Sometimes I think that this might happen, one day, to Gamone. For the moment, I'm the only person in the world who has the extraordinary privilege of existing here—day in, day out, in the sole company of my dogs and donkeys—in this magnificent setting. But one day, Gamone will surely be discovered, and the authorities will have to close the road to keep out tourist buses.

Yesterday, when driving back from Romans, I literally ran into a rainbow. It followed me all the way back to Gamone, where I had a few precious minutes to take a photo before it dissolved into thin air.


As I say, the funny thing about that rainbow was that it followed me all the way back home here, as if it were taking care of me. As soon as it saw that I had arrived safely at Gamone, the rainbow disappeared.

___________________

In memory of a dog named Gamone

___________________

Monday, April 2, 2012

Cheerless festivities

At yesterday's annual spring "plowmen's festival" at St-Jean-en-Royans, the atmosphere was so gloomy (in spite of the sunny weather) that I hardly felt inspired enough to take many photos. For the first time in years, the carnival float conveying the festival queen and her two maids of honor was so dull and unattractive that I didn't even bother to point my Nikon in that direction and push the button. One of my shots has a vague Diane Arbus flavor:


They guy at the wheel of the tractor seems to be wondering (like me) what the hell he's doing there, and hoping that the punishment won't last too long. The grim expressions on people's faces, totally devoid of smiles, suggest an absence of joy, bordering on some kind of pervasive anguish. Even the polar bear doesn't seem to be particularly happy.
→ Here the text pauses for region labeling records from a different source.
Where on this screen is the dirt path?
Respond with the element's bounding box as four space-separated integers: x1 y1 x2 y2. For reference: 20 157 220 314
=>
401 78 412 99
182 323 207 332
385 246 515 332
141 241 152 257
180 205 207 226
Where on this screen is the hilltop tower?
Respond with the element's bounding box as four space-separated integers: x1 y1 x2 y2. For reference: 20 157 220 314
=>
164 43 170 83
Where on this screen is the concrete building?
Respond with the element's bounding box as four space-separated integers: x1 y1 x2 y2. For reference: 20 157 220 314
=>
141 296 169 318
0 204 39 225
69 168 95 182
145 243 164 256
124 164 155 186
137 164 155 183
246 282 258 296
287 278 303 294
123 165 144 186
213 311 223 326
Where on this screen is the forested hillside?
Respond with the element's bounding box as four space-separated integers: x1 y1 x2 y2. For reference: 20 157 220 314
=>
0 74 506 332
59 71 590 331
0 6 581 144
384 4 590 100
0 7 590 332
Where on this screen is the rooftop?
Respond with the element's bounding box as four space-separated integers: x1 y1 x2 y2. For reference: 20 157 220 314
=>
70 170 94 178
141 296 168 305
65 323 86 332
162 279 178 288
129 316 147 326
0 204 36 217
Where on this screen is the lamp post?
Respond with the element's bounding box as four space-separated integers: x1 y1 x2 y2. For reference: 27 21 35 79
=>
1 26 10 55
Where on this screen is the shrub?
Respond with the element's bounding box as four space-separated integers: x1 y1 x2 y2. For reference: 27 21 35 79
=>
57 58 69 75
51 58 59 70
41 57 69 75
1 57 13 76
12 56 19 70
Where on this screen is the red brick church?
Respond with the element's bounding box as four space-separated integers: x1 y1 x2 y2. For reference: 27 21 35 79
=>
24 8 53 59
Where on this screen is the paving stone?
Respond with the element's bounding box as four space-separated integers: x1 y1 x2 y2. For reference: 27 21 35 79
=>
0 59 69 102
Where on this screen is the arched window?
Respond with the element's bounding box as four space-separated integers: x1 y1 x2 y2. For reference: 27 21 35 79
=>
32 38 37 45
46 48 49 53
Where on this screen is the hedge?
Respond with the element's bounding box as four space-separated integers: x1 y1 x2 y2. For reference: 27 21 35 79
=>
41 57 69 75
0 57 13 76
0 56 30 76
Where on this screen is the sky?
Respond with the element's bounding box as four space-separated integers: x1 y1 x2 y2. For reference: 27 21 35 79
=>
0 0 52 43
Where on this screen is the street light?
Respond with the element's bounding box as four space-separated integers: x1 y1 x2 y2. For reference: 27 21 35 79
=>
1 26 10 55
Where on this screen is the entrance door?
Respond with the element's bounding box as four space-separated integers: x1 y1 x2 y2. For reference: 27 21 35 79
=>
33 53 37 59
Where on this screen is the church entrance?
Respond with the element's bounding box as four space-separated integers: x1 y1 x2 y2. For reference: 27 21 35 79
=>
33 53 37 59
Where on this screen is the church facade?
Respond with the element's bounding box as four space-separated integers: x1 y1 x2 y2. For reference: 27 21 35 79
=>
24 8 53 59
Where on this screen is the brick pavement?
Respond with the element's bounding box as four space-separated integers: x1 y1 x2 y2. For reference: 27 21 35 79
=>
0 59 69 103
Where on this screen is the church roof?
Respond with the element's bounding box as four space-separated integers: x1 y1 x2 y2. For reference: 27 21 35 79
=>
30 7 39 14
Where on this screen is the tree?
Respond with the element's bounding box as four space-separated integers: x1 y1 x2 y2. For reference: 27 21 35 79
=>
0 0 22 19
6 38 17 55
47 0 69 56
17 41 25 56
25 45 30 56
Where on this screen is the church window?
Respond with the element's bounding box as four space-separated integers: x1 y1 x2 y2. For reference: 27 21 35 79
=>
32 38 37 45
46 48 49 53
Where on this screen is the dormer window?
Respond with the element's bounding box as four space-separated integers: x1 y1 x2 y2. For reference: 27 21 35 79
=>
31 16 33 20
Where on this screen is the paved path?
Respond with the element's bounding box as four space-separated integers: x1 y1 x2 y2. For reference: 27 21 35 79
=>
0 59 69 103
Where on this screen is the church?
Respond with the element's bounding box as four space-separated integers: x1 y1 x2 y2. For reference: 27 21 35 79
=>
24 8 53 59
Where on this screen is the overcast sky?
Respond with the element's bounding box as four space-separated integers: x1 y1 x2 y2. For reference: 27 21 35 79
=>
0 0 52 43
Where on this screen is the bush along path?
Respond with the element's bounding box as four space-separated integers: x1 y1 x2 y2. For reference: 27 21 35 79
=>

The participants in this Portuguese folkloric group appear to be totally dispirited, and dancing robotically:


Among the onlookers, there's not a single smiling face. As for the following guy, dragging a stunted Eiffel Tower through the streets of the village, he seems to have fallen asleep with boredom:


I have no idea what was happening to produce such a dismal mood. Is it the economic crisis in Europe? Or maybe the lethargic effects of global warming? Or might it simply be that old-fashioned village festivals of this kind are inevitably winding down in intensity, and dying a natural death? Seriously, if I were the mayor of St-Jean-en-Royans, I would take the initiative of suggesting to my fellow-members of the town council that they abandon the antiquated "plowmen's festival" and ask the young people of the region to invent some new kind of happening...

Saturday, March 31, 2012

Glorious salt marshes of France

The product known in French as fleur de sel is a prestigious gastronomical salt composed of white crystals formed by the evaporating effects of wind upon the surface of salt marshes. I didn't even know that such a product existed until I arrived in France.


The expression fleur de sel might be translated into English as "flower of salt", but those words don't mean much. Besides, I don't believe that anybody talks of "flower of salt" in English. So, I'll stick to the French expression. Here's a packet I bought a few days ago:


Think of it as super salt. The fleur de sel crystals are expensive, of course, because they're collected manually. When you sprinkle these extraordinary gastronomical gems on meat, for example, they add a wonderful salty crunchiness to the eating experience. Chefs add fleur de sel to their preparations at the last minute, so that the crystalline structure is not destroyed by the cooking.


The most celebrated French salt marshes are those of Guérande in Brittany. For countless ordinary shoppers in France, salt and Guérande are synonyms.


But the most ancient salt marshes are those of the Roman city of Aigues-Mortes, on the edge of the Camargue delta of the Rhône.


Most often, the salt marshes are a dull blue.


Their geometrical splendor stretches to the horizon.


Periodically, harmless algae add a glorious pink hue to the salt marshes.


Who would have said so: Salt is beautiful! And tasty, too.